In a recent development, Eric Adjei, the National Democratic Congress (NDC) Deputy Director of Communications for the Bono Region, has leveled serious accusations against the ruling New Patriotic Party (NPP) concerning the construction of the new Bank of Ghana (BoG) headquarters. Adjei claimed that members of the NPP received financial inducements from the Central Bank to advocate for the construction of the new headquarters.
During an interview on Peace FM's Kokroko show, Mr. Adjei alleged that NPP communicators were paid an amount of GHS1000 to promote the necessity of the new BoG headquarters among the Ghanaian population. He expressed concerns that such actions could erode the ethical aspects of the party's conduct.
Adjei specifically pointed out an individual named Opata, who reportedly approached NPP communicators with the alleged financial incentive. His statement suggests that this form of financial motivation for promoting the new headquarters goes against the principles of transparency and impartiality that should be maintained by a financial institution like the Bank of Ghana.

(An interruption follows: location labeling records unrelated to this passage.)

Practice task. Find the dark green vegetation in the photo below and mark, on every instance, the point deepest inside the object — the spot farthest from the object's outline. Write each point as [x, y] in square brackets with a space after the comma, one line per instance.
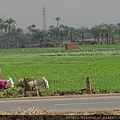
[65, 70]
[11, 36]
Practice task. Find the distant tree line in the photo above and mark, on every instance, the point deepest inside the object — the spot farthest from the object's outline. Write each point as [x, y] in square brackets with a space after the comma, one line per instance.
[13, 37]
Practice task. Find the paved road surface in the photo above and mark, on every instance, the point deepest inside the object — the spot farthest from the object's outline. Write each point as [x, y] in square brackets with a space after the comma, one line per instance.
[63, 104]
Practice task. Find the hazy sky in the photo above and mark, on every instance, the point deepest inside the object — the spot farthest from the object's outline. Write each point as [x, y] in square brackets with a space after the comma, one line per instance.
[74, 13]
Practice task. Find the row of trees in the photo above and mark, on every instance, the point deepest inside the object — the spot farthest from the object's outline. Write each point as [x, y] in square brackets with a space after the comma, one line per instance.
[13, 37]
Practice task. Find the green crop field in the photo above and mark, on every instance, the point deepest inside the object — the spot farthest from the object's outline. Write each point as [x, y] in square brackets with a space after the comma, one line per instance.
[65, 69]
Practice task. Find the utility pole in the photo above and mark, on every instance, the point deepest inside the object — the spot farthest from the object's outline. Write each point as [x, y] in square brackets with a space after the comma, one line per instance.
[44, 19]
[57, 19]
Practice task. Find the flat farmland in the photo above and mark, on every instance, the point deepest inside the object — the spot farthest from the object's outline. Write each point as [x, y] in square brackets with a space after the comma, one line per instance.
[65, 69]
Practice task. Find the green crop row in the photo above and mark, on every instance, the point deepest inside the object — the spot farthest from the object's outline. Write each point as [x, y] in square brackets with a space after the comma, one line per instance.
[64, 72]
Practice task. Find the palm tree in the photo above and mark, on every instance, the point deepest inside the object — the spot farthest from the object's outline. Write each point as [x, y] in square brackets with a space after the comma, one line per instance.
[19, 35]
[40, 35]
[82, 31]
[11, 24]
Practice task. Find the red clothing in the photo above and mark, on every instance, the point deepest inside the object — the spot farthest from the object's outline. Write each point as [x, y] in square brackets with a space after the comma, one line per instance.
[2, 82]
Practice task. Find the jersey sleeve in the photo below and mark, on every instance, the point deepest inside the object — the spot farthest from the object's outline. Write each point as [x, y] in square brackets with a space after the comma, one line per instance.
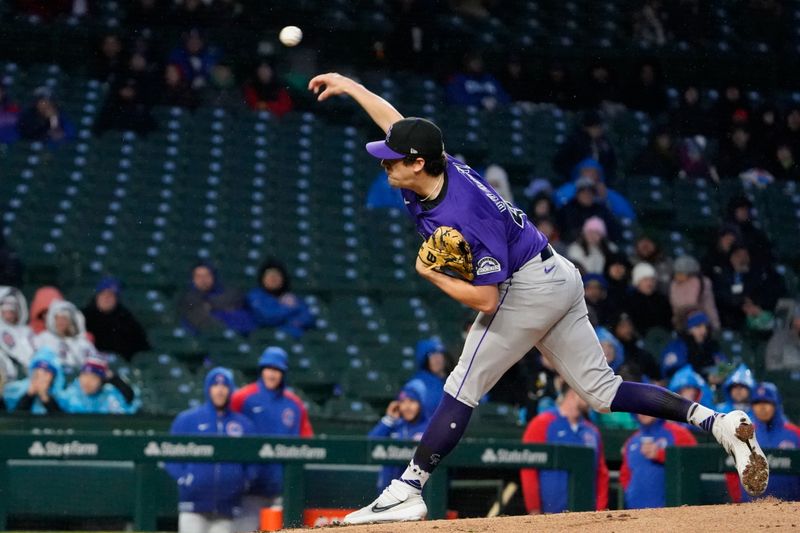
[487, 242]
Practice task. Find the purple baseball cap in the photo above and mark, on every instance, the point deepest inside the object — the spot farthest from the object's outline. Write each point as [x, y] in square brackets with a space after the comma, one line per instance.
[409, 137]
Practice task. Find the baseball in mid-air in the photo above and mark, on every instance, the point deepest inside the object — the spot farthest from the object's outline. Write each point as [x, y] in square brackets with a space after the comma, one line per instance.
[290, 36]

Responding to the allegations, the Central Bank of Ghana released a press statement justifying the decision to invest $250 million in constructing a new headquarters amidst an economic crisis. The statement cited concerns about seismic activity and structural integrity as the driving factors behind the decision. The current BoG building, constructed in the 1960s, is deemed structurally inadequate to withstand seismic events.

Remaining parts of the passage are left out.